IBM highlighted a number of customer requirements it thinks retailers need to take into account:

  • High on the list is a mandate for inventory visibility. As consumer expectations for product fulfilment are shaped by online shopping experiences, out-of-stock situations are becoming less acceptable.
  • A growing number of consumers said it's important that retailers offer personalised promotions, particularly if they are presented on demand.
  • The study found that sales associates ranked last on the list of trusted resources consumers access for product knowledge - yet another sign that their role is changing.
  • Retailers should prioritise empowering their sales associates with tools to monitor inventory and offer promotions instead of focusing only on general product information.

Tracking technology
One retail technology trend that was picked up at the Big Show was that of radio-frequency identification (RFID) tagging: the wireless use of electromagnetic fields to transfer data.

Companies such as Avery Dennison, Checkpoint and Tyco Retail Solutions were eager to show their latest technology, and a session hosted by RFID Journal founder Mark Roberti included Pam Sweeney, Macy's senior VP of logistics systems; and Joe Granato, the director of operations and global initiatives at Lululemon Athletica, who both outlined the benefits of using RFID tagging.

Roberti said: "Some retailers are moving quickly, and RFID solution providers are enhancing their products to make deployments more scalable. That often means making them easier for store employees to use, or reducing the need for employees to do things differently. While some retailers are pushing the technology to new heights, a lot of others are worrying that they are behind and are looking to catch up."

Tyco Retail Solutions unveiled a new version of its TrueVue software platform at the show, which can link to closed-circuit television cameras to show what was happening when shrinkage occurred. Tyco also showed a new, low-profile Sensormatic RFID solution for fitting rooms that can track merchandise in the room, then compare what is sold with what is returned to inventory, to better understand product fit, quality and/or style issues.

The message appears to be clear, that with the growth of mobile technology and omni-channel retailing, today's retailers and brand owners are being challenged to think about the new overall consumer experience. As consumer expectations continue to grow now, more than ever, inventory accuracy and visibility has become a business imperative.

The rise of HENRYs
Another theme discussed at this year's event included the growth of the luxury market.

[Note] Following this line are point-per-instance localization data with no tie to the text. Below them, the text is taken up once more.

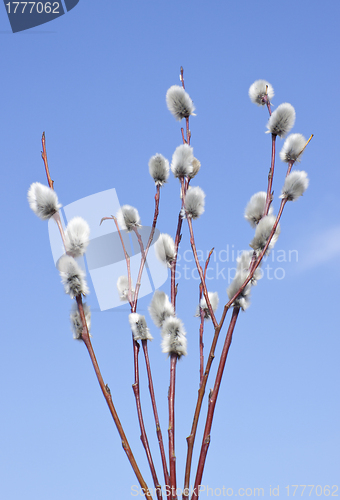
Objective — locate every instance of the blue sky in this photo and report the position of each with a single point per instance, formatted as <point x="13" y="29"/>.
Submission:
<point x="95" y="81"/>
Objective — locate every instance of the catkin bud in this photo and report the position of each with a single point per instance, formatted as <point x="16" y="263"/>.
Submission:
<point x="42" y="200"/>
<point x="179" y="102"/>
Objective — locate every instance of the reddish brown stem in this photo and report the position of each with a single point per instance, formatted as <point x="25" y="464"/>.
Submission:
<point x="44" y="157"/>
<point x="171" y="430"/>
<point x="200" y="271"/>
<point x="144" y="254"/>
<point x="212" y="402"/>
<point x="202" y="314"/>
<point x="177" y="241"/>
<point x="143" y="436"/>
<point x="201" y="343"/>
<point x="127" y="258"/>
<point x="191" y="437"/>
<point x="87" y="341"/>
<point x="107" y="395"/>
<point x="155" y="412"/>
<point x="270" y="177"/>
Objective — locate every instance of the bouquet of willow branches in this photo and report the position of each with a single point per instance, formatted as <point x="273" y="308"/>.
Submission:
<point x="259" y="212"/>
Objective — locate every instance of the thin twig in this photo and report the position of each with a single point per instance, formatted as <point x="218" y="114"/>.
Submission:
<point x="200" y="272"/>
<point x="107" y="395"/>
<point x="44" y="157"/>
<point x="143" y="437"/>
<point x="155" y="412"/>
<point x="145" y="253"/>
<point x="270" y="177"/>
<point x="171" y="430"/>
<point x="202" y="315"/>
<point x="127" y="258"/>
<point x="212" y="402"/>
<point x="87" y="341"/>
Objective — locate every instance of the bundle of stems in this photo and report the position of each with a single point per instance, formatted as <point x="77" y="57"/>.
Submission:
<point x="184" y="167"/>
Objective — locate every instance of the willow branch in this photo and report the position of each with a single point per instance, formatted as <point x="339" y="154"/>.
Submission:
<point x="107" y="395"/>
<point x="155" y="412"/>
<point x="44" y="157"/>
<point x="145" y="253"/>
<point x="212" y="402"/>
<point x="127" y="258"/>
<point x="171" y="429"/>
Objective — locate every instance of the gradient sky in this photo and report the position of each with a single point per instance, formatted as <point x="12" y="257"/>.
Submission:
<point x="95" y="81"/>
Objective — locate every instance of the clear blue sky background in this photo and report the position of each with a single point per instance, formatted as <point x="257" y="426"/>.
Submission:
<point x="95" y="81"/>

A session on 'The Changing World of Luxury Retailing' considered the way luxury has morphed from two or three archetypal customers to its current state. It discussed the rise of millennials - technology savvy shoppers aged between 13 and 30 - and how to reach HENRYs - 'High Earners Not Rich Yet' now, in order to help build relationships for the long term.

According to Unity Marketing, in the US there are roughly 21.6m HENRY households, and 2.9m ultras. The former have a base income of $100,000, and the latter at least $250,000.

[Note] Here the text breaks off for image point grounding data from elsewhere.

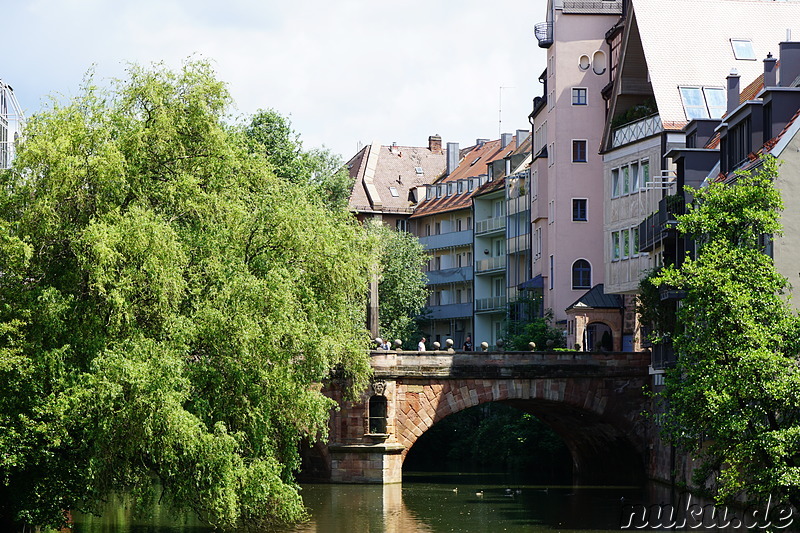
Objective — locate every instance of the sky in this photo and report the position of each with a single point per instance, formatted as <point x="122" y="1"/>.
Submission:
<point x="346" y="72"/>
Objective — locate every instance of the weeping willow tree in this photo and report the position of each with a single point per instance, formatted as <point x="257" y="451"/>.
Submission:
<point x="168" y="308"/>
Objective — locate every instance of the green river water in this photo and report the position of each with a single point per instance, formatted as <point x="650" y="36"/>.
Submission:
<point x="423" y="503"/>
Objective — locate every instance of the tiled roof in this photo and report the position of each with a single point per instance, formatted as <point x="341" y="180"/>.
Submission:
<point x="596" y="298"/>
<point x="380" y="172"/>
<point x="687" y="42"/>
<point x="472" y="164"/>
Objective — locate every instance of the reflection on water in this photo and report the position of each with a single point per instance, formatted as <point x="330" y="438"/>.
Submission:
<point x="424" y="503"/>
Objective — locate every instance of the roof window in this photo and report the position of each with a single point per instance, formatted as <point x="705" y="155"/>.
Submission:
<point x="743" y="49"/>
<point x="703" y="102"/>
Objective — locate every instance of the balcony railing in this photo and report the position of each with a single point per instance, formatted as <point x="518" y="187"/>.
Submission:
<point x="593" y="6"/>
<point x="490" y="265"/>
<point x="495" y="303"/>
<point x="661" y="224"/>
<point x="449" y="275"/>
<point x="636" y="130"/>
<point x="447" y="240"/>
<point x="544" y="34"/>
<point x="438" y="312"/>
<point x="490" y="225"/>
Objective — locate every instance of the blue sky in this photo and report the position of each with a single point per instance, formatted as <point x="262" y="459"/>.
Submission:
<point x="345" y="71"/>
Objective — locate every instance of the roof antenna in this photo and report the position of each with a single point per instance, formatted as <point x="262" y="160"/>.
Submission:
<point x="500" y="110"/>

Beyond this, however, there is an opportunity to reach those that want the lifestyle but can't make the investment.

Matthew Woolsey, executive vice president of Barneys New York, told attendees that millennials are "very naturally" luxury customers. This, he suggested, is not necessarily about having money to spend, but rather an identification with the idea of themes like story, authenticity and heritage. As such, he said, personalisation efforts "have to be about more than how you deliver a discount coupon. It has to be about story - it has to be about engagement".

And once again returning to the issue of better meeting consumer expectations online, David Selinger, CEO and co-founder of RichRelevance told the panel that with 82% of millennials more likely to make a purchase decision using their mobile phone, the way retailers engage at the point of interaction has to change.